Slavin mengungkapkan kepada Associated Press bahwa alasan pemecatannya adalah pernyataannya dalam wawancara dengan CBS yang menyebut sensor berita untuk prajurit sebagai "garis merah". Korte, yang turut serta dalam wawancara tersebut, juga dipecat. "Saya berdiri pada prinsip bahwa Stars and Stripes harus tetap independen secara editorial, sebagaimana diwajibkan oleh hukum dan kebijakan departemen itu sendiri," ujar Slavin. Sementara itu, Korte melalui akun X-nya menegaskan bahwa ia bekerja untuk Stars and Stripes, bukan untuk Pentagon atau pemerintahan mana pun.

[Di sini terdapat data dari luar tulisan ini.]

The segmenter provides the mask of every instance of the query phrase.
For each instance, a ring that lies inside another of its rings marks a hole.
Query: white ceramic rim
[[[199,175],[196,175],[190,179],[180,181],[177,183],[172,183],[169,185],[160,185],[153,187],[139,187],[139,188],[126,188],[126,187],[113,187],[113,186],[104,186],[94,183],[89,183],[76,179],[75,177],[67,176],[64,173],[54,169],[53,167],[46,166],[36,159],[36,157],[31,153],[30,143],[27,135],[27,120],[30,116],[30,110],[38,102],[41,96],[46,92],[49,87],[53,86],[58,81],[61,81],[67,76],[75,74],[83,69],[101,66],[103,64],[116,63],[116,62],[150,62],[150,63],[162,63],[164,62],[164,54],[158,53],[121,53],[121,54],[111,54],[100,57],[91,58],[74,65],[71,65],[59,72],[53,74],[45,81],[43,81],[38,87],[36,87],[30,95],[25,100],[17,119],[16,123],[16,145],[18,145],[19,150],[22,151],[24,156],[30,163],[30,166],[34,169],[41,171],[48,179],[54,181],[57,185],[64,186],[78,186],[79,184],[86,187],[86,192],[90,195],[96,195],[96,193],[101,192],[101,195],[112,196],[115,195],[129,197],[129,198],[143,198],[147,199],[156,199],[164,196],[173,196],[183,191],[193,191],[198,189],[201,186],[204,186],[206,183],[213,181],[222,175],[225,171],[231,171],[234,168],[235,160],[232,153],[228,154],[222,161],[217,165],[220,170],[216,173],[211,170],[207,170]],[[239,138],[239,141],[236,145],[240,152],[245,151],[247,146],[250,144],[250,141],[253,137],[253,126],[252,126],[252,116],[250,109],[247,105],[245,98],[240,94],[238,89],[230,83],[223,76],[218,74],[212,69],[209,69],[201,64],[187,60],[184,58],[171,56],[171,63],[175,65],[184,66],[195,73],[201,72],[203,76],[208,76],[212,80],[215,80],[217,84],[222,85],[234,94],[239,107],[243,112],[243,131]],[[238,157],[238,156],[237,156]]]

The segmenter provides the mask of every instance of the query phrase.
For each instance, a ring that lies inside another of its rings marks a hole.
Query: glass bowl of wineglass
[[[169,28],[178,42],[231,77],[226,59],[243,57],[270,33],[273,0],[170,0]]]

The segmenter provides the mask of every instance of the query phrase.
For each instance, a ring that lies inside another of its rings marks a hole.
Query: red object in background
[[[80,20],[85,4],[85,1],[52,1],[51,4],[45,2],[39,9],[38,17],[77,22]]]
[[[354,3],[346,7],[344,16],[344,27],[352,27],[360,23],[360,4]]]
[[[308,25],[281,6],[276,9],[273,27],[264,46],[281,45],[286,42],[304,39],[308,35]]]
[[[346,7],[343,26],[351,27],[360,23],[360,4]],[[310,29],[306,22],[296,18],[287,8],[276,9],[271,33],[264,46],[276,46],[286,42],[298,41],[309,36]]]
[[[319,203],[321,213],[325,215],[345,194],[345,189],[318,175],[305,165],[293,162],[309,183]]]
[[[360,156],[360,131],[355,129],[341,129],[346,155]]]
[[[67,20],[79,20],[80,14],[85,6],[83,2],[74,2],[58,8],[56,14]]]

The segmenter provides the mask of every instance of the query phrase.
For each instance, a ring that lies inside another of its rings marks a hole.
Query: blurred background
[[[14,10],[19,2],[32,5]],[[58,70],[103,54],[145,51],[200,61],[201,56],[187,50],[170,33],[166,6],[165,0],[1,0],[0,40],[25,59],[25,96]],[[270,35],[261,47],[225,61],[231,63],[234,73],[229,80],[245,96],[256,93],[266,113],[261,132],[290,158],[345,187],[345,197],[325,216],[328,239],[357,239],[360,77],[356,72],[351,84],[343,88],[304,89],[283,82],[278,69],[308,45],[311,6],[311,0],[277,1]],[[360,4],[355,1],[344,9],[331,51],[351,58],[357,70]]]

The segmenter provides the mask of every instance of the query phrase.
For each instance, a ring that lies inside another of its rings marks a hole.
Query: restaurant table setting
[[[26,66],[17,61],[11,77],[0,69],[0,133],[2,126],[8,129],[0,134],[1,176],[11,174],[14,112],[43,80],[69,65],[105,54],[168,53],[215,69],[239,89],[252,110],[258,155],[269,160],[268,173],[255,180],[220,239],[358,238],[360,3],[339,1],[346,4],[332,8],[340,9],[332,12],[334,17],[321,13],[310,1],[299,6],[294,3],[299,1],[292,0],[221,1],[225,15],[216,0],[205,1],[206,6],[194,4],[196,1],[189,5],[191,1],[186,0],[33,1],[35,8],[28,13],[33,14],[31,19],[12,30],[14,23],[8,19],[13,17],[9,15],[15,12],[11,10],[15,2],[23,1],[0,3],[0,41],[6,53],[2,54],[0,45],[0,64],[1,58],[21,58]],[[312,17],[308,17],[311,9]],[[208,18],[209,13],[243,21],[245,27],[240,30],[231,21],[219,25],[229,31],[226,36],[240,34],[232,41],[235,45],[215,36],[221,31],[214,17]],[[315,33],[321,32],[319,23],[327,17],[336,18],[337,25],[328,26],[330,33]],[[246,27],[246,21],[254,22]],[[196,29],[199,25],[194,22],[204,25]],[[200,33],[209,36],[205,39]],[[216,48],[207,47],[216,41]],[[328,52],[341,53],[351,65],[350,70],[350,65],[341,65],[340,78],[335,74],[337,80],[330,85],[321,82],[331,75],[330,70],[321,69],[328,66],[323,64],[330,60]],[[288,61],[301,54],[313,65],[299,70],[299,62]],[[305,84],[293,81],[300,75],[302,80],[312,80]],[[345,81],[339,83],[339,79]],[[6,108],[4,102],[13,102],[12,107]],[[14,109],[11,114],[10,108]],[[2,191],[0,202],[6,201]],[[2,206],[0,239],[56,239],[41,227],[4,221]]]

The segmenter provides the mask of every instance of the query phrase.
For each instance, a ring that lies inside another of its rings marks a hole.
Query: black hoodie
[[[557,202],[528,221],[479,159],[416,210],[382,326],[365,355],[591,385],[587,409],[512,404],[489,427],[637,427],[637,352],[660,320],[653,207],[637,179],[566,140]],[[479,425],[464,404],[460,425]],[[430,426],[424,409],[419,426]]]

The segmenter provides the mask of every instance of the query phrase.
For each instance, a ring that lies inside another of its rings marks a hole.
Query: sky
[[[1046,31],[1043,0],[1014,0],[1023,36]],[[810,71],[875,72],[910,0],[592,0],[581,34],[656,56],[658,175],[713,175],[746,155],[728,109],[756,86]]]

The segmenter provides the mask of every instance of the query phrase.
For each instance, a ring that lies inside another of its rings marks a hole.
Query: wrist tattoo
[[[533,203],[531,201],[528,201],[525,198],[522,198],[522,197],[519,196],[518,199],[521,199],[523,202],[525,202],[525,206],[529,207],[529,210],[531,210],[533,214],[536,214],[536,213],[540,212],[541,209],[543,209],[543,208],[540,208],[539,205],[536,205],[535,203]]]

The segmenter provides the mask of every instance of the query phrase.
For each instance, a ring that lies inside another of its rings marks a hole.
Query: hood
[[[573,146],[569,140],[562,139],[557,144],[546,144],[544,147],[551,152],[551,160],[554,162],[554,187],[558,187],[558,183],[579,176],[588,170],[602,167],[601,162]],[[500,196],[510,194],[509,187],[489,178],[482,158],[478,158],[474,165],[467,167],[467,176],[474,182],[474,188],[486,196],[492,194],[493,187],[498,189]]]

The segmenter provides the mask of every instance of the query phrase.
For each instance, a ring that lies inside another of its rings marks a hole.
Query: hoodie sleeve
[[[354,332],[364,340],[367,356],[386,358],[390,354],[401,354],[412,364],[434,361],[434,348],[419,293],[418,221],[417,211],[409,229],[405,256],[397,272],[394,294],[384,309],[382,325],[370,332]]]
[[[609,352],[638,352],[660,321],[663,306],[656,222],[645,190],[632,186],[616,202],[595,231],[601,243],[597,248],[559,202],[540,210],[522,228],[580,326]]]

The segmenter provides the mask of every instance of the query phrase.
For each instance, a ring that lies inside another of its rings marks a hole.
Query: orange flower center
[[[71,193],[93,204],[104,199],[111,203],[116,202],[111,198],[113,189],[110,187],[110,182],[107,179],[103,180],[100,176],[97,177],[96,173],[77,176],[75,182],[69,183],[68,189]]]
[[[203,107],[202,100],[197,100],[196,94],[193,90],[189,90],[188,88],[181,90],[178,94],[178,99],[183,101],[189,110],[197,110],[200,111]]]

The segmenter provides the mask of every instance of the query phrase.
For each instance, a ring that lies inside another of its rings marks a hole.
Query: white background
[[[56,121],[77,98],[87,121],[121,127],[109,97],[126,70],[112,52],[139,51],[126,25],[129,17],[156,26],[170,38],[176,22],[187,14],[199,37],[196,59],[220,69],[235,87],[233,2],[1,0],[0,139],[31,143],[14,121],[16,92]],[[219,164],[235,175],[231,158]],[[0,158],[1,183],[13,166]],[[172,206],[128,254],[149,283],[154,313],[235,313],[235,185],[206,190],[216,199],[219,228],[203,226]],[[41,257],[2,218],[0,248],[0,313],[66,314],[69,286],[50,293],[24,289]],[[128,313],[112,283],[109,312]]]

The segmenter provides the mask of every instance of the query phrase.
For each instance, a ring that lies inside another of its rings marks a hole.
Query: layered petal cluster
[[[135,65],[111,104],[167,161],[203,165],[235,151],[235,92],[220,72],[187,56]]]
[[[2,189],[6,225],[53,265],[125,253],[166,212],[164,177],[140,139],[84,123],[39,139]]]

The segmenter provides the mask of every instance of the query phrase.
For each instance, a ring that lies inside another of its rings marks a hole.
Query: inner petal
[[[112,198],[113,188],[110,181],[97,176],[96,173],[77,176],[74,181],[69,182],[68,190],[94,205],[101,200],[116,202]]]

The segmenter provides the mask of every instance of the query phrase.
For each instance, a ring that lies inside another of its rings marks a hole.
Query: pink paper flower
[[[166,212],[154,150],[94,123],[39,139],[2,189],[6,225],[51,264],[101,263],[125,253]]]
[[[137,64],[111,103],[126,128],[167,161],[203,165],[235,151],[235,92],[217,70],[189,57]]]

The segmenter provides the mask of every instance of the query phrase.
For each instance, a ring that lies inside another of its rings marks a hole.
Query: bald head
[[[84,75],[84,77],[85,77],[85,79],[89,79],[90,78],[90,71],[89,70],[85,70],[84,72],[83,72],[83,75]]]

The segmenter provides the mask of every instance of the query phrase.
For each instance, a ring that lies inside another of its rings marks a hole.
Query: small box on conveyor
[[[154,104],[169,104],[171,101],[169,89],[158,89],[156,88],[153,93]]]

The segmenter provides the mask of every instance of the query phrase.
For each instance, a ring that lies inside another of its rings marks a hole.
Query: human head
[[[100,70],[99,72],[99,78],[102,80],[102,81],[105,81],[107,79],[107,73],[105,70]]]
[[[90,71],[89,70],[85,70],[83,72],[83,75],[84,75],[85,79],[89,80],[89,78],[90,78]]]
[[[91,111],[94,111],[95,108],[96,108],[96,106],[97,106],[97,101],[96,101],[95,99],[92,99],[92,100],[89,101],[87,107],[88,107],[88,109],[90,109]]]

Presiden National Press Club, Mark Schoeff Jr., mengecam keras pemecatan ini sebagai "upaya berani lain dari Pentagon untuk mendikte pemberitaan militer". Menurutnya, tindakan ini seharusnya menjadi perhatian bagi setiap jurnalis dan anggota militer AS yang bergantung pada pemberitaan independen. "Memecat editor surat kabar setelah ia membela independensi redaksinya sangat meresahkan," tegas Schoeff.
Langkah Pentagon ini bukan insiden terisolasi. Sebelumnya, pada April lalu, ombudsman Stars and Stripes, Jacqueline Smith, yang bertugas menjaga independensi editorial, juga dipecat. Juru bicara Hegseth, Sean Parnell, bahkan pernah menulis di X bahwa Stars and Stripes akan difokuskan pada "kemampuan perang, sistem senjata, kebugaran, dan semua hal militer", tanpa lagi memuat gosip politik atau cetak ulang dari Associated Press. Ini menunjukkan arah baru yang jelas: media militer harus tunduk pada agenda politik pemerintah.
Dalam memo internal, Lederer mengakui bahwa filosofi kepemimpinannya berbeda secara fundamental dengan arah yang diinginkan pimpinan Departemen Pertahanan. Sementara itu, William Urban, yang kini menjabat sebagai wakil penerbit militer, menyatakan komitmennya pada jurnalisme independen, meski tanpa pengalaman formal di bidang jurnalistik. Urban, yang berlatar belakang humas Angkatan Laut, berencana memperluas jurnalisme digital untuk menjangkau lebih banyak prajurit muda yang akrab dengan teknologi.
Bagi Indonesia, konflik ini menjadi pelajaran berharga tentang pentingnya independensi media, terutama di tengah tekanan politik. Meski Indonesia tidak memiliki media militer serupa, kebebasan pers tetap menjadi pilar demokrasi yang harus dijaga. Kasus Stars and Stripes menunjukkan bagaimana kekuasaan eksekutif dapat menggerogoti ruang redaksi, dan menjadi pengingat bahwa transparansi serta akuntabilitas dalam pemberitaan, termasuk di sektor pertahanan, adalah keniscayaan. Pertanyaannya, akankah langkah Pentagon ini memicu resistensi yang lebih luas dari jurnalis dan publik AS, atau justru menjadi preseden bagi kontrol media yang lebih ketat di masa depan?